On the maintenance side, companies that favor scheduled maintenance over predictive maintenance, for instance, cannot anticipate failures or issues and respond quickly. Many companies also undertake over-abundant maintenance activities. This usually happens when data is overlooked or insufficient analytics are in place to interpret data to create a more effective asset management program.
Inefficient cost management
Cost improvements are always on the boardroom agenda—regardless of oil price or profit margin. Of course, with margins squeezed as much as they are now, cost reduction efforts receive more attention. But, these considerations too often focus on surface costs, like personnel, when they should be looking far beyond at the hidden costs of inefficiency and rework. Tools and technologies that measure efficiency or productivity can identify areas for saving that maintain output.
Overall, with so much potential to improve operational performance, it’s not difficult to see why savings of more than $30 billion are within reach over the next few years. Analysis suggests closing the gap between the total efficiency opportunity and delivered improvements begins in the stage when managers are setting strategy.
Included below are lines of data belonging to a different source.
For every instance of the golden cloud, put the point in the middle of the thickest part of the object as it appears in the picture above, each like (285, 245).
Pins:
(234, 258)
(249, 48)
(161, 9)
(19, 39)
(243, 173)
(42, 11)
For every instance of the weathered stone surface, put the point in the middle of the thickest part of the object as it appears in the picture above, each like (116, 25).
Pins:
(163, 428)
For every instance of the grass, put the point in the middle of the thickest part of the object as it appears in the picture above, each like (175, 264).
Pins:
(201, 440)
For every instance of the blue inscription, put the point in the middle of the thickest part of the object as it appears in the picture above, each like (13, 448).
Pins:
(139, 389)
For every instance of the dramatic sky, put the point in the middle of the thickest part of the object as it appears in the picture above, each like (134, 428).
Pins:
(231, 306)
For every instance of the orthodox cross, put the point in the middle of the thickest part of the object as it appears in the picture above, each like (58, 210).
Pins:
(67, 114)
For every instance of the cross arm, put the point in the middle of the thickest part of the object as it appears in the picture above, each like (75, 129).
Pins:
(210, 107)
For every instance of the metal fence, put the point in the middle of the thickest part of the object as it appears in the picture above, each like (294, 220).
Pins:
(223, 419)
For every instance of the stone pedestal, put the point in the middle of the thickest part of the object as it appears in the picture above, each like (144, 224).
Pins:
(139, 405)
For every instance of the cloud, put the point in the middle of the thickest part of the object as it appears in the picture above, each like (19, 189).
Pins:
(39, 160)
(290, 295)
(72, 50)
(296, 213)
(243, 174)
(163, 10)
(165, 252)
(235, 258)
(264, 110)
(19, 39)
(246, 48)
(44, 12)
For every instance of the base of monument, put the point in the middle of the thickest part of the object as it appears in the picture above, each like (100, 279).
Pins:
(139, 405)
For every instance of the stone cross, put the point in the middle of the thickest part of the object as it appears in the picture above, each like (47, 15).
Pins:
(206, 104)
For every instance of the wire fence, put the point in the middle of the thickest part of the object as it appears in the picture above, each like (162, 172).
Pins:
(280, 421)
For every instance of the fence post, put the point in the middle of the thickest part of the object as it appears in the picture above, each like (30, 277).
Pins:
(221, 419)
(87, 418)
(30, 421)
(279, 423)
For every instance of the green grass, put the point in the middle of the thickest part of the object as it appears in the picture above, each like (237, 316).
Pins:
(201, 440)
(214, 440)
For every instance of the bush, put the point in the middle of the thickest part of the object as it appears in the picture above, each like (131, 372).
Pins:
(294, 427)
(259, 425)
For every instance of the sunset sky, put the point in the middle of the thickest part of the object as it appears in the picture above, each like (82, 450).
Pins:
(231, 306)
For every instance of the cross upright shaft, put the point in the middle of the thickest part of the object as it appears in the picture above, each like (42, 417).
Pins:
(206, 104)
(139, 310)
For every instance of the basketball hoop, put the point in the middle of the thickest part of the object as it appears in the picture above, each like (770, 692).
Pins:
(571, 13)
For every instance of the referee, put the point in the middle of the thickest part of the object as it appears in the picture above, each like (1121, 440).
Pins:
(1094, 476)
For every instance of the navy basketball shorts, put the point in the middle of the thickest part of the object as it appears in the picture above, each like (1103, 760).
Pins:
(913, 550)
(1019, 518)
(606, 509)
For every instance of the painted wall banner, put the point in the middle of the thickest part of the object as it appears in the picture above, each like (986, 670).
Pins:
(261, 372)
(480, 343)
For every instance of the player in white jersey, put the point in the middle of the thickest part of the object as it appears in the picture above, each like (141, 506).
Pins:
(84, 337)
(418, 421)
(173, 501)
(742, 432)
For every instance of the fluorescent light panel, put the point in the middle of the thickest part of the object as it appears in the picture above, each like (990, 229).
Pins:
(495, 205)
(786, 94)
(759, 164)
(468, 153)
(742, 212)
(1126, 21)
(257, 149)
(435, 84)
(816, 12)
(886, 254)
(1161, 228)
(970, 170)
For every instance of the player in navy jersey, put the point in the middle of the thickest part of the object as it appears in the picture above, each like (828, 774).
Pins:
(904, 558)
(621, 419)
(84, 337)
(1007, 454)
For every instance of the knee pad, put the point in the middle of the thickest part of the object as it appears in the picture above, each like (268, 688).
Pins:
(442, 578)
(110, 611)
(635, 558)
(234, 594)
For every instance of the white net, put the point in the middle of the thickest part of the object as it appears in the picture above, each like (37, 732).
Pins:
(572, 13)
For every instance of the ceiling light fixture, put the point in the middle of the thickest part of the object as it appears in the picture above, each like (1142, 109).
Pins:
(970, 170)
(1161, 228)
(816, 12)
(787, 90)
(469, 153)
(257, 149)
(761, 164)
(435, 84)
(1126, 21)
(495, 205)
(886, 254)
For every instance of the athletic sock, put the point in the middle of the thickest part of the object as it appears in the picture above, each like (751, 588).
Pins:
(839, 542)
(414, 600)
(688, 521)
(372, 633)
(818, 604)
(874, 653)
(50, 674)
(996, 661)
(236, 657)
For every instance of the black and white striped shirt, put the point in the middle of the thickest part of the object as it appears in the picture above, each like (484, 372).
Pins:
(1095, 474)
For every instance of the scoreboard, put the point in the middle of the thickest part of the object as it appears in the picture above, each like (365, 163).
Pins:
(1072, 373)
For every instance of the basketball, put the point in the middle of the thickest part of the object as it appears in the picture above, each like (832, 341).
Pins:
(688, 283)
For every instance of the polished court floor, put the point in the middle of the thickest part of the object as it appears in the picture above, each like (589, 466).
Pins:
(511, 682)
A handful of vital components can make for OPEX program success:
--Operations/business management systems: These systems establish a centralized operating framework that ensures all core activities are done consistently and in the most effective way, to sustain the OPEX transformation and achieve measureable results.
--Digital/technological advancements: Big data and analytics, robotic process automation, digital oilfield, Industrial Internet of Things and cloud computing are a handful of new digital tools with the potential to enhance efficiency like never before. Companies must focus on how to embed these technologies most effectively to achieve their OPEX ambitions.
--Organizational development: Leadership is crucial to the success of any large (or small) scale business program. Companies must take care so that they have the right people at the top of the organization and throughout to maintain OPEX.
--Performance management: New technologies allow companies to track, measure and report on performance in real time. Companies that establish their own metrics and dashboards can capitalize on the power of big data analytics.
--Continuous improvement: This is perhaps the most important component to success. OPEX programs shouldn’t be a one-off. Companies must make a constant effort to improve process efficiencies, reduce redundancies and improve the way work is completed.
The global oil and gas sector has a history littered with clear expand-and-contract routines during boom and bust cycles. The days of a knee-jerk reaction to volatility are over, because, gone may be the days of high highs and low lows. The industry is undergoing a real structural shift and needs new business innovation models to succeed in the new environment. Using digital should be seen as a part of a holistic answer to today’s challenges. Companies should start deploying digital in areas where technology can affect the cost curve in the short term and deliver immediate results.
Thriving in the current oil price environment depends on embracing operational excellence at every level of the organization—especially when it comes to aging assets and mature fields. Every dollar counts in a low oil price world.
The views reflected in this article are the views of the author and do not necessarily reflect the views of the global EY organization or its member firms.
Andreea Ene is an EY Europe, Middle East, India and Africa area oil and gas advisory leader, based in the Stavanger, Norway, office.